Of the current databases, the technological advantages of VD16 are often overlooked. Its links from editions to a separate listing of shelf marks makes it possible to count copies more simply and accurately than any other database, and its links from authors’ names to an external authority file of biographical data provide the basis for characterizing the development of printing in the sixteenth century. Most importantly, VD16 provides open access to its MARC-formatted records, allowing an unequaled ease and accuracy when analyzing records of sixteenth-century printing. Many VD16 records lack information about such basic information as their language, however.
The missing language fields in VD16 provide an example of the challenges faced in attempting to compare bibliographic data across borders or centuries.

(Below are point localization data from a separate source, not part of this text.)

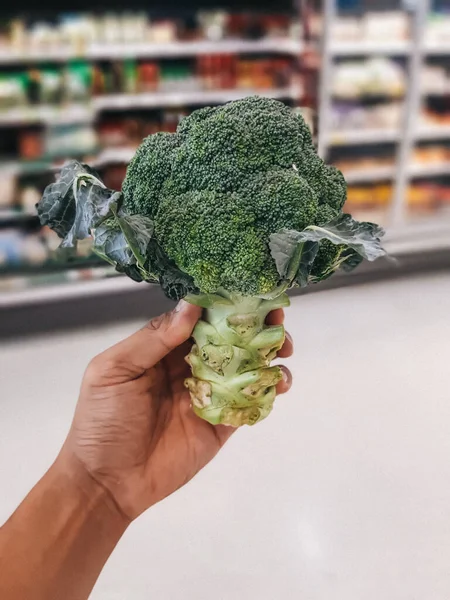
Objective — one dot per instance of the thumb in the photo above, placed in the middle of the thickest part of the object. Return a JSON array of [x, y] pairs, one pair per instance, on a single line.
[[157, 338]]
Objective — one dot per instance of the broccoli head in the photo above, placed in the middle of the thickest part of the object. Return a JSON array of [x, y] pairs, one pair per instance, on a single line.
[[223, 183], [230, 211]]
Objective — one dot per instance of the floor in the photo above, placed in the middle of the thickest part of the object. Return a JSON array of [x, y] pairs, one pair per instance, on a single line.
[[342, 494]]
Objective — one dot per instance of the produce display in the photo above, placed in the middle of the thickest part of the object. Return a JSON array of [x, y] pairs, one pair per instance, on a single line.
[[228, 212]]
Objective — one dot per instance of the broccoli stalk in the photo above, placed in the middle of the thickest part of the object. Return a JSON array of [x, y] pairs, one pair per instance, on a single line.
[[233, 382], [229, 212]]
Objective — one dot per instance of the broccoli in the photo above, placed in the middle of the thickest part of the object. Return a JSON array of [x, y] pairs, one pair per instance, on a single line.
[[229, 212]]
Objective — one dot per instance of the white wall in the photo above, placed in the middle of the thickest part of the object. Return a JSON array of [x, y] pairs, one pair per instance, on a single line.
[[342, 494]]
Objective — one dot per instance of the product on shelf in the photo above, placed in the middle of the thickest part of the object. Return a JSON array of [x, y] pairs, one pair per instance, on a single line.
[[373, 26], [58, 75], [437, 28], [352, 116], [368, 77]]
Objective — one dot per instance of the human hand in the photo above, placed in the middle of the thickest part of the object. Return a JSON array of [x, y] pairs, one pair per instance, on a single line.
[[134, 432]]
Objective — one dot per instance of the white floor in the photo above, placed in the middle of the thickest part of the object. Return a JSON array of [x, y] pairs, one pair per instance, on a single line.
[[342, 494]]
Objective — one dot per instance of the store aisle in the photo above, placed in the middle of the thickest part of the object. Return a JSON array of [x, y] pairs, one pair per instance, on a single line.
[[342, 494]]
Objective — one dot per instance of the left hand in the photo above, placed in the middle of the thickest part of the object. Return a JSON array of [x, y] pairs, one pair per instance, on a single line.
[[134, 432]]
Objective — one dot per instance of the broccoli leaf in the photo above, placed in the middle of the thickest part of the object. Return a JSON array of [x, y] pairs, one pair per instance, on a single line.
[[294, 251], [309, 253], [293, 260], [123, 240], [363, 238], [175, 283], [76, 203], [58, 206], [352, 260]]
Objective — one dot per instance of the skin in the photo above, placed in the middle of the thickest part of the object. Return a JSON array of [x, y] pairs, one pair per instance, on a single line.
[[134, 440]]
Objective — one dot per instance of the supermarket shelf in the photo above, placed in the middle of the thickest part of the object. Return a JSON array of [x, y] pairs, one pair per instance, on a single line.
[[106, 157], [429, 169], [9, 216], [55, 266], [149, 50], [53, 115], [67, 115], [355, 137], [157, 99], [370, 47], [369, 175], [182, 49], [433, 132], [434, 49], [70, 290], [113, 156]]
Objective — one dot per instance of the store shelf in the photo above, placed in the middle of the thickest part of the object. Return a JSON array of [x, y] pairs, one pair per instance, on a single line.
[[433, 132], [11, 216], [437, 49], [429, 169], [68, 290], [370, 48], [158, 99], [52, 115], [185, 49], [353, 137], [176, 49], [369, 175]]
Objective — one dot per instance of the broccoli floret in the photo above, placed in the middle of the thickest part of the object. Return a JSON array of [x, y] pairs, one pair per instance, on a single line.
[[213, 237], [230, 211], [281, 198], [147, 172]]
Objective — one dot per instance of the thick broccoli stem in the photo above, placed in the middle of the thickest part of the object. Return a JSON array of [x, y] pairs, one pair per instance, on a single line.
[[232, 381]]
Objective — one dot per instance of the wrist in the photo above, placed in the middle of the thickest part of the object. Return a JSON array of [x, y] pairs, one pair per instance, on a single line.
[[71, 475]]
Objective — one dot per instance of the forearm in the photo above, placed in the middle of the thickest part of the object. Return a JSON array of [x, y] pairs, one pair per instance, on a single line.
[[56, 543]]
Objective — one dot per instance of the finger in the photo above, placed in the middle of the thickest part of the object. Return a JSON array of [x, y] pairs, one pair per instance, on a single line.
[[285, 384], [160, 336], [275, 317], [287, 349]]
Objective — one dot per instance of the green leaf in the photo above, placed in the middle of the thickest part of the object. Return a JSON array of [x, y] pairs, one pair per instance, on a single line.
[[363, 238], [57, 208], [294, 252], [308, 254], [352, 260], [293, 259]]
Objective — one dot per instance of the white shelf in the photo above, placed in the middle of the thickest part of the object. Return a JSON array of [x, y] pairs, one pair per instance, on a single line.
[[351, 137], [429, 169], [369, 175], [63, 291], [433, 132], [437, 49], [113, 156], [151, 50], [150, 100], [50, 115], [67, 115], [362, 47], [180, 49]]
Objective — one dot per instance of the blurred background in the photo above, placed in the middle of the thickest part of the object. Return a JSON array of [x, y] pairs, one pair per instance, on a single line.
[[371, 76], [343, 493]]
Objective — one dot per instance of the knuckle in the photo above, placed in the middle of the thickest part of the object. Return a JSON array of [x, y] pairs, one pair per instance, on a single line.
[[99, 368]]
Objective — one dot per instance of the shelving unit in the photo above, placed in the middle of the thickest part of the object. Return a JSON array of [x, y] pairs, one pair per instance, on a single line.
[[413, 130], [114, 96], [176, 49]]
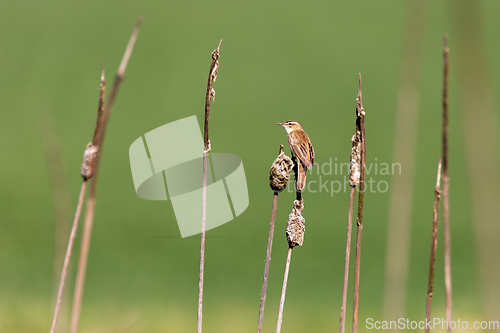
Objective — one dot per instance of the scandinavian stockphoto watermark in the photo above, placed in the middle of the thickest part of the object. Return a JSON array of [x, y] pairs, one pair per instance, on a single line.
[[167, 164], [434, 324], [332, 177]]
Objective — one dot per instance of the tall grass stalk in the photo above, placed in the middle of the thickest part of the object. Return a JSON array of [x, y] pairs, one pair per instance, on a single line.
[[91, 200], [360, 127], [446, 188], [210, 95]]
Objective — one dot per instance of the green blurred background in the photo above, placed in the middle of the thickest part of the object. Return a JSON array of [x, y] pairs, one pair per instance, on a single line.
[[279, 61]]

One approach to this problem, taken by the USTC as a database of databases, is to offer relatively sparse data to users. I suggest as an alternative to this a different approach: Databases should open their data to contributions from and analysis by scholars all over the world by making their records freely available. Doing so will allow scholars of book history to pursue data-driven approaches to questions in our field.
Friday, September 5, 2014
Abstract: "Bibliographic databases and early printing: Questions we can’t answer and questions we can’t ask"
For the upcoming meeting of the Wolfenbütteler Arbeitskreises für Bibliotheks-, Buch- und Mediengeschichte on the topic of book history and digital humanities, the paper I'm giving will briefly summarize the paper I gave at the "Lost Books" conference in June, then look specifically at the bibliographical databases of early printing that we have today. These databases are invaluable, but their current design makes some kinds of research easy and other kinds quite difficult. Along with charts and graphs, my presentation will look at some specific examples of what can and can't be done at the moment, and offer some suggestions of what might be done in the future.